Each face was stamped with a grimace of pain…. The strange procession moved forward: the mothers who had left children behind rested their hands on the push bars, instinctively feeling for the most natural position, promptly lifting the front wheels whenever they came to a bump. They saw gardens, avenues, rosy infants asleep in their carriages under vaporous pink and pale blue covers. The women who had lost children in the crematorium felt a physical longing to have a child at their breast, while seeing nothing but a long plume of smoke that drifted away to infinity….All the empty baby carriages screeched, bounced and angled into each other with the tired and desolate air of persecuted exiles.

Excerpted from Giuliana Tedeschi, There is a Place on Earth: A Woman in Birkenau, translated by Tim Parks (New York: Pantheon, 1992)

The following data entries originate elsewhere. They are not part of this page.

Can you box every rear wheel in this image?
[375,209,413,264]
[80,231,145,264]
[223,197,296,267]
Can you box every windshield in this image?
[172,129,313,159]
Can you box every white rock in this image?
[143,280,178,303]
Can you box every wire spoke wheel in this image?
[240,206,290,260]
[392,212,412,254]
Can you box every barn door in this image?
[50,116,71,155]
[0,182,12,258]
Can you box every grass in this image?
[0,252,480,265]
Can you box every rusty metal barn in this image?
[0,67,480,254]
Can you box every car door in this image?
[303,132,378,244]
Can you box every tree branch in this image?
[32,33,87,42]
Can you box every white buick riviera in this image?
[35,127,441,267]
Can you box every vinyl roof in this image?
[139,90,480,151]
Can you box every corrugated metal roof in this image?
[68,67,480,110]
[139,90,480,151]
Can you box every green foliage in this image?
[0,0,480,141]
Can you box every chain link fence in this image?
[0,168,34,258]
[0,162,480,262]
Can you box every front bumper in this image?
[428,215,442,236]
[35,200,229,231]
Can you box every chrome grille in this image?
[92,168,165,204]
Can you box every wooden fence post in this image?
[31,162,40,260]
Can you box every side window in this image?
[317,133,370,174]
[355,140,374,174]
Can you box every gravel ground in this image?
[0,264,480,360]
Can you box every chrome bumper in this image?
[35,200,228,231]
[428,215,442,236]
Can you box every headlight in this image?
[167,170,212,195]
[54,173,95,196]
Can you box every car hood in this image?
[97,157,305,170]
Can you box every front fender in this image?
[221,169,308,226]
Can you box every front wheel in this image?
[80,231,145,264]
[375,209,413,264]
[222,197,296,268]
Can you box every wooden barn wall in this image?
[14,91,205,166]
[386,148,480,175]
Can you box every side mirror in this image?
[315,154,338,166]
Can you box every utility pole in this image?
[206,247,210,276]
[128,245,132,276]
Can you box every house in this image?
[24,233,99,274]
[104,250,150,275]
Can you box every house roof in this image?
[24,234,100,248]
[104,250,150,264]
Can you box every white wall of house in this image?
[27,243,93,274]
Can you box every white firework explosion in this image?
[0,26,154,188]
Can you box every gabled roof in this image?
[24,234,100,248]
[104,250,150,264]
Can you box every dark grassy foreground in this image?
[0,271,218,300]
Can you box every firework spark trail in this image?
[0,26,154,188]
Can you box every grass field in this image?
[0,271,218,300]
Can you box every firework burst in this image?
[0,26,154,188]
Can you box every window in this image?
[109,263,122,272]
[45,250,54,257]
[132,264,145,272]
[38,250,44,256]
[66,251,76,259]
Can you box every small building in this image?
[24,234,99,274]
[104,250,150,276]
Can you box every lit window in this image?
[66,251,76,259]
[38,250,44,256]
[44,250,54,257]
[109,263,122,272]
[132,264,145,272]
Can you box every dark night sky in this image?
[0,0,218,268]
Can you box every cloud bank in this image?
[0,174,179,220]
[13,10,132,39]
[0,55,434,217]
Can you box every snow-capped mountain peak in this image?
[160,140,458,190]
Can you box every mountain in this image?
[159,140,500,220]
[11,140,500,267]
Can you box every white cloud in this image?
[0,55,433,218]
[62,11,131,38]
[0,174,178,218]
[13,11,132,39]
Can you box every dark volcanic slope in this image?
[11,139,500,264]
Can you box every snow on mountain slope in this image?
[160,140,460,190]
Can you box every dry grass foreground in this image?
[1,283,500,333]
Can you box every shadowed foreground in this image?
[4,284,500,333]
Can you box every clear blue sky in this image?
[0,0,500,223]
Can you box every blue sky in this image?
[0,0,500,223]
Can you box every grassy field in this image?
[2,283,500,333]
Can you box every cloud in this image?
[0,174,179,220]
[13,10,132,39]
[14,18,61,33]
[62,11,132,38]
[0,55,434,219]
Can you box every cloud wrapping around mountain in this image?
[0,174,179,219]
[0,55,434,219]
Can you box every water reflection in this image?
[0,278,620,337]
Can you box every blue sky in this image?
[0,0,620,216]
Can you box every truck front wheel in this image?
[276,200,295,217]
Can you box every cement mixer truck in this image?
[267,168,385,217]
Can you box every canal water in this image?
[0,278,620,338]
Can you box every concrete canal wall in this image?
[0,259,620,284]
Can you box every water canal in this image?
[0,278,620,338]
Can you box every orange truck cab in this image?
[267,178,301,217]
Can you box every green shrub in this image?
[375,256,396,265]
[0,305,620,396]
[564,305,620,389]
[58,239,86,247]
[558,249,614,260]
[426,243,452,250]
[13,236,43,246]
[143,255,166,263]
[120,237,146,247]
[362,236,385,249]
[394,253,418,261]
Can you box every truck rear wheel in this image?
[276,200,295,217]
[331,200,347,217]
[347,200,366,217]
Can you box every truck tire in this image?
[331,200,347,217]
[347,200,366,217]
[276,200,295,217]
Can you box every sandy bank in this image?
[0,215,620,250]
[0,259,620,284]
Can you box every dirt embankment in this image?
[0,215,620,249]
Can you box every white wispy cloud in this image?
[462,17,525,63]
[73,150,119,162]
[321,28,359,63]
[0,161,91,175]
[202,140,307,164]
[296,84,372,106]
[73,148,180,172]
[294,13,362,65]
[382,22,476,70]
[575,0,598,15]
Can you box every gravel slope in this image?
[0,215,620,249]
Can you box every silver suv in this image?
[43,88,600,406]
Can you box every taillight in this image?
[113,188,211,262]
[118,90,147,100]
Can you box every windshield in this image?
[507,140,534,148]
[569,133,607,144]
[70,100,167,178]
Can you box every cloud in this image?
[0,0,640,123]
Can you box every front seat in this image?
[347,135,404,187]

In their gripping book, Different Voices: Women and the Holocaust (Paragon, 1993), John K. Roth and Carol Ritttner ask,

“Was it an accident that women in Birkenau were assigned to move the baby carriages, a journey whose yearning and pain, grief and hopelessness, so far exceeded the hour and two miles that it took? It is hard to think so. Far more likely the mentality that created Birkenau would have reasoned precisely: “Who better than women—Jewish especially, mothers even—to move empty baby carriages from a crematorium to safekeeping for the Reich?”

This passage is not included in The Last Album: Eyes from the Ashes of Auschwitz-Birkenau, but I think of it every time I see the photos of the babies in their carriages.